Address all correspondence and requests for reprints to: Juris J. Meier, M.D., Assistant Professor, Department of Medicine I, St. Josef-Hospital , Ruhr-University Bochum, Gudrunstrasse 56, 44791 Bochum, Germany. E-mail: juris.meier{at}rub.de.

Introduction: Impaired secretion of glucagon-like peptide 1 (GLP-1) has been suggested to contribute to the deficient incretin effect in patients with type 2 diabetes. It is unclear whether this is a primary defect or a consequence of the hyperglycemia in type 2 diabetes. We examined whether acute hyperglycemia reduces the postprandial excursions of gastric inhibitory polypeptide (GIP) and GLP-1, and if so, whether this can be attributed to changes in gastric emptying.

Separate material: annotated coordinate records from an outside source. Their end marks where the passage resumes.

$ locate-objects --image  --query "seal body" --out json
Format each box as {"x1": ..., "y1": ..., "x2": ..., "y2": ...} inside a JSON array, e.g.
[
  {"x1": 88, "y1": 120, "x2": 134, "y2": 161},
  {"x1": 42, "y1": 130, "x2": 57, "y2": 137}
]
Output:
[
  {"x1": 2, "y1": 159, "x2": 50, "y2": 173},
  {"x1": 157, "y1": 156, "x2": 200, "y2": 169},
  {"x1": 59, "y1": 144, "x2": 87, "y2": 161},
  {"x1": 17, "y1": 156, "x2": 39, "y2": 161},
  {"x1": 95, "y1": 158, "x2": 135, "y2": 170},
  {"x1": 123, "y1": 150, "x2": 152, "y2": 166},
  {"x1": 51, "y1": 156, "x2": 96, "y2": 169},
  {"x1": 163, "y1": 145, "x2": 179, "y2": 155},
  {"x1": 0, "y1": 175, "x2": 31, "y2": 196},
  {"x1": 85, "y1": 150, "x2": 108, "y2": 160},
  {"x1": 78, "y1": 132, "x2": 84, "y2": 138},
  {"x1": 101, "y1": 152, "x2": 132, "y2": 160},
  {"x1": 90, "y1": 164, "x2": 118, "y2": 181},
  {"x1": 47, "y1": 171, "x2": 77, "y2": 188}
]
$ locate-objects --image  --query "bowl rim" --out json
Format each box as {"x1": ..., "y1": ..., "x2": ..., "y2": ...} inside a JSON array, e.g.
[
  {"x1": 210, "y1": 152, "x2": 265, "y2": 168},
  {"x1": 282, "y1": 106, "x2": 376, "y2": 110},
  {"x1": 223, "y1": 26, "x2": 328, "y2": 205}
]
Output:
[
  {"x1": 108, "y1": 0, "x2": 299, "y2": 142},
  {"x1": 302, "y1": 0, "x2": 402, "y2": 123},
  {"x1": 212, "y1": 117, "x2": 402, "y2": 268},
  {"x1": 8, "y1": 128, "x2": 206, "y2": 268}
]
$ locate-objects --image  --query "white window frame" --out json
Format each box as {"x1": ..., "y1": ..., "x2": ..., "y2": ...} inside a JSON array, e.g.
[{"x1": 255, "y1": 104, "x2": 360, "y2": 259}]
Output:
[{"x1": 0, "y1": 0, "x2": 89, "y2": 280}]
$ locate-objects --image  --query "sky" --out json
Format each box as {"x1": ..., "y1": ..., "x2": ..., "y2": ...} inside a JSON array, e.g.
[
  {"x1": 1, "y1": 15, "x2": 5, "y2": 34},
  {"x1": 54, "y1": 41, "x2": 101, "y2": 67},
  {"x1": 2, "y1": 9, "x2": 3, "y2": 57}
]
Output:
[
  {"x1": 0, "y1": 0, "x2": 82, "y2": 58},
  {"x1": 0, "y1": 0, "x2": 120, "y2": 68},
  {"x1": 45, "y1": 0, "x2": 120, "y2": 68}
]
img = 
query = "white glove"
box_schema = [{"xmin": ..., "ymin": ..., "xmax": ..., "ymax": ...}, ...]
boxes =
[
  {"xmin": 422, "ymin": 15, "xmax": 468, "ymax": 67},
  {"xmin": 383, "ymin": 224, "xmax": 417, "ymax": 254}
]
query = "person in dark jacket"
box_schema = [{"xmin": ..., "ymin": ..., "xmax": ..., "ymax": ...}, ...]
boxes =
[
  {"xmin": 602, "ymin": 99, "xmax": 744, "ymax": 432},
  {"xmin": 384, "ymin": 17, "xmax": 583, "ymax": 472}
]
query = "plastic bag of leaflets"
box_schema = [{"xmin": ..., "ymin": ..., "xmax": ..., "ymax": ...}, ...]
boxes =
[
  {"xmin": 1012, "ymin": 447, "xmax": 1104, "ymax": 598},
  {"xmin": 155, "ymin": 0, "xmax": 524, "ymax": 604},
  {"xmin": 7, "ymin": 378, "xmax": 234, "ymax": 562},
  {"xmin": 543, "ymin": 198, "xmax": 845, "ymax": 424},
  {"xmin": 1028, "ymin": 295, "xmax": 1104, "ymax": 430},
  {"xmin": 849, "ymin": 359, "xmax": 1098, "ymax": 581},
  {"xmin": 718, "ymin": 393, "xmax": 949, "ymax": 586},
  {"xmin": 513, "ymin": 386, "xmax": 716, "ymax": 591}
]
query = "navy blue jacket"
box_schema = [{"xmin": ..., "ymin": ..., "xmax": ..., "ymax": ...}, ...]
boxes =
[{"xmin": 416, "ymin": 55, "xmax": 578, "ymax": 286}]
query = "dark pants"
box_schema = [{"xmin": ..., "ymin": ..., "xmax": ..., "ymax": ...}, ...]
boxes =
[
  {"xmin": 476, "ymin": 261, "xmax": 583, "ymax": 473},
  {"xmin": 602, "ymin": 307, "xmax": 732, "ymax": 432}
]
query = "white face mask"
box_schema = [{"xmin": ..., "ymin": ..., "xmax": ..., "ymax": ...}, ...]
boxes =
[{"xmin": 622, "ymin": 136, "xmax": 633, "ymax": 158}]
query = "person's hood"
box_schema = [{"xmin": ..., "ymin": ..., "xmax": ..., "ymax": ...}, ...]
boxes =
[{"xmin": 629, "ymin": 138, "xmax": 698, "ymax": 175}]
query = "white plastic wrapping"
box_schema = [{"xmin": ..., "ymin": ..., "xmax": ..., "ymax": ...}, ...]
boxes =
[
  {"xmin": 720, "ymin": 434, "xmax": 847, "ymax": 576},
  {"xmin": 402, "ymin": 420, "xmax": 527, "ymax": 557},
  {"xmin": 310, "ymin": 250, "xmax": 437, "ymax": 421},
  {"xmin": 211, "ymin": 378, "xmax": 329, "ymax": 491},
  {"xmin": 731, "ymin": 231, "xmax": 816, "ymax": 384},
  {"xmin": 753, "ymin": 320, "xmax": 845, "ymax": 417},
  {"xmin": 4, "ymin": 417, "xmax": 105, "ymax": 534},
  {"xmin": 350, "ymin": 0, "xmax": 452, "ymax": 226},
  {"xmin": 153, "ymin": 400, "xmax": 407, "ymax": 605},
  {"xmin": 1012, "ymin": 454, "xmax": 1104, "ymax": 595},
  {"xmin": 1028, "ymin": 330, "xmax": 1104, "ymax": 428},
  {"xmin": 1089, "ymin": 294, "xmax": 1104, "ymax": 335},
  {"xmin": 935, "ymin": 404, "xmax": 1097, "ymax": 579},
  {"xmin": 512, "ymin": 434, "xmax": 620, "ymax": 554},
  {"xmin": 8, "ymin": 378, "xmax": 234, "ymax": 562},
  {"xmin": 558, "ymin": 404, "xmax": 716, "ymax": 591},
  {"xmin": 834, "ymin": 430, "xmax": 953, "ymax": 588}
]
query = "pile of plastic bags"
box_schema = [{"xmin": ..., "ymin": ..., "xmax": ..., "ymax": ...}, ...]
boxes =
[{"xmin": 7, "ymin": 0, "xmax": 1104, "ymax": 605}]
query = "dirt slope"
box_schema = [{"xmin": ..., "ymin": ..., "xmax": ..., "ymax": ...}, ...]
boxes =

Patients and Methods: Fifteen nondiabetic individuals participated in a euglycemic clamp and a hyperglycemic clamp experiment, carried out over 285 min. A mixed meal was ingested after 45 min. Plasma concentrations of glucose, insulin, C-peptide, glucagon, triglycerides, GIP, and GLP-1 were determined, and gastric emptying was assessed using a ¹³C-octanoate breath test.

Results: Glucose levels were 160 ± 1 mg/dl during the hyperglycemic clamp experiments and 83 ± 3 mg/dl during the euglycemia (P < 0.0001). Glucose infusion rates were higher during hyperglycemia, but meal ingestion led to a decline in glucose requirements in both experiments (P < 0.0001). Insulin and C-peptide levels were higher during the hyperglycemic clamp experiments (P < 0.0001), whereas glucagon levels were higher during euglycemia (P < 0.0001). The postprandial increases in GIP and GLP-1 concentrations were 46 and 52% lower during the experiments with hyperglycemia (P = 0.0017 and P = 0.021). Hyperglycemia also elicited a significant delay in gastric emptying (P < 0.0001).

Conclusions: Hyperglycemia acutely reduces the postprandial levels of GIP and GLP-1, possibly through a deceleration of gastric emptying. This supports the concept that reduced incretin levels in some patients with type 2 diabetes are a consequence rather than a cause of type 2 diabetes.